BP’s response plan for dealing with oil spills near the Amazon Reef appears to be currently unworkable, although the plan is a key component of being allowed to drill for oil in August 2018 near the Amazon Reef in the Amazon Mouth Basin, Brazil, claims Greenpeace. The coming weeks will see whether Brazilian environmental agency IBAMA decides to license French oil company, Total, and BP’s exploration projects or not.
BP’s company’s environmental impact assessment (EIA) states that they intend to disperse potential spills with Corexit 9500, a chemical dispersal agent. However, this plan is unworkable as it is highly damaging to coral, as previously seen in the Gulf of Mexico after it was used to disperse crude oil in the Deepwater Horizon disaster of 2010, states Greenpeace. Researchers at Mote Marine Laboratory found that the chances of coral death increased according to the concentration of the chemical the coral was exposed to, with even small percentages leading to lowered survival rates. IBAMA has already informed Total that they are not allowed to use it in the area.

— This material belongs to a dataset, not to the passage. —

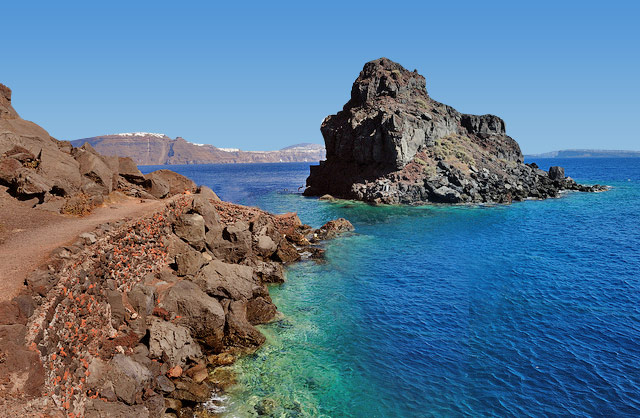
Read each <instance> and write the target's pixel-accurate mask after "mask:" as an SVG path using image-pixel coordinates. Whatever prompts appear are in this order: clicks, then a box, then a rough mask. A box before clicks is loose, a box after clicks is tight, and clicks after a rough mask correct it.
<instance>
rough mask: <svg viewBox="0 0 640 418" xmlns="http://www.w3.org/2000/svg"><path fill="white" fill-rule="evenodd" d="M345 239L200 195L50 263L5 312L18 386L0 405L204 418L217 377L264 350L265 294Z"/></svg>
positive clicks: (337, 225)
mask: <svg viewBox="0 0 640 418" xmlns="http://www.w3.org/2000/svg"><path fill="white" fill-rule="evenodd" d="M351 229H352V226H351V225H350V224H349V223H348V222H347V221H345V220H339V221H332V222H330V223H328V224H327V225H325V226H324V227H322V228H320V229H318V230H314V229H312V228H310V227H308V226H306V225H303V224H302V223H301V222H300V220H299V218H298V217H297V216H296V215H295V214H286V215H279V216H278V215H271V214H269V213H266V212H263V211H261V210H259V209H257V208H247V207H243V206H239V205H234V204H230V203H227V202H221V201H219V199H217V197H216V196H215V195H214V194H213V193H212V192H211V191H210V189H207V188H206V187H202V188H200V192H199V193H196V194H188V195H180V196H177V197H175V198H173V199H171V200H170V201H169V202H168V204H167V207H166V208H165V209H164V210H162V211H160V212H157V213H155V214H153V215H152V216H149V217H145V218H143V219H135V220H131V221H128V222H125V221H118V222H114V223H109V224H104V225H101V226H100V227H99V228H98V229H97V230H96V231H94V232H92V233H86V234H83V235H82V236H81V237H80V238H79V240H78V241H77V242H75V243H74V244H73V245H70V246H65V247H62V248H59V249H58V250H56V251H55V252H54V254H53V257H52V258H51V260H50V261H49V263H48V265H47V266H45V268H44V269H42V270H38V271H36V272H34V273H33V274H32V275H30V276H29V278H28V279H27V289H25V291H24V292H23V293H22V294H20V295H19V296H18V297H16V298H14V300H13V301H11V302H10V303H5V304H4V306H3V307H2V312H3V317H2V318H1V319H2V321H1V324H2V325H1V328H0V330H1V331H0V332H2V337H3V338H2V347H1V348H0V351H1V354H0V355H1V356H2V358H3V361H2V363H0V369H1V368H8V369H7V370H4V371H5V373H4V374H3V375H4V376H19V377H20V378H19V379H5V380H4V381H3V382H2V386H1V388H2V391H1V393H0V395H1V396H2V397H3V398H5V399H10V398H11V397H14V398H15V397H17V398H19V399H21V402H22V404H23V410H22V411H21V412H22V413H29V411H30V412H34V413H35V412H37V411H42V410H43V409H44V406H46V405H49V407H50V408H51V409H52V410H53V411H55V410H56V409H57V408H59V409H60V410H62V411H64V412H65V414H68V415H69V416H94V417H100V416H109V417H114V416H116V417H117V416H123V417H124V416H150V417H156V416H178V415H177V414H179V416H191V415H193V413H194V411H196V410H201V412H202V413H204V411H206V408H203V407H202V403H204V402H207V401H209V400H210V399H211V396H212V393H214V392H215V391H221V390H223V389H224V387H225V385H226V384H227V383H228V382H229V376H230V372H229V369H228V367H227V366H229V365H230V364H232V363H233V361H234V359H235V358H236V357H237V356H238V355H242V354H244V353H247V352H251V351H252V350H255V349H256V348H257V347H259V346H260V345H261V344H262V343H263V342H264V337H263V336H262V335H261V334H260V332H258V331H257V330H256V329H255V328H254V325H257V324H260V323H265V322H267V321H270V320H272V319H273V318H274V316H275V313H276V307H275V306H274V305H273V304H272V303H271V299H270V298H269V293H268V290H267V288H266V284H267V283H274V282H281V281H283V280H284V275H283V266H284V265H285V264H286V263H290V262H294V261H297V260H299V259H300V258H301V257H302V256H304V257H316V258H317V257H321V256H322V249H321V248H320V247H319V246H318V243H319V242H320V241H321V240H324V239H329V238H332V237H335V236H336V235H337V234H339V233H341V232H344V231H348V230H351ZM8 344H9V345H8ZM25 360H26V361H25ZM17 381H23V382H26V383H25V384H24V385H22V386H21V392H20V393H18V392H15V391H14V389H15V386H16V382H17ZM210 405H212V404H210ZM30 408H31V409H30ZM163 414H164V415H163ZM167 414H168V415H167ZM172 414H173V415H172Z"/></svg>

Additionally, BP plans to use remote operated vehicles (ROV) to cap a blowout, as per the National Geographic’s 2010 coverage of events of the Deepwater Horizon disaster. However, a technical paper led by engineer David Frantantoni, prepared for the Rio Oil & Gas Expo and Conference 2014, questions whether ROVs or other vehicles could operate in the intense currents found in the Amazon Mouth Basin, and so could be of use in cleaning up an oil spill, stating, “opportunities exist to apply recent technological innovations such as high-endurance autonomous underwater and surface vehicles. However, the ability to effectively operate robotic vehicles in a western boundary current regime such as the NBC has yet to be demonstrated.”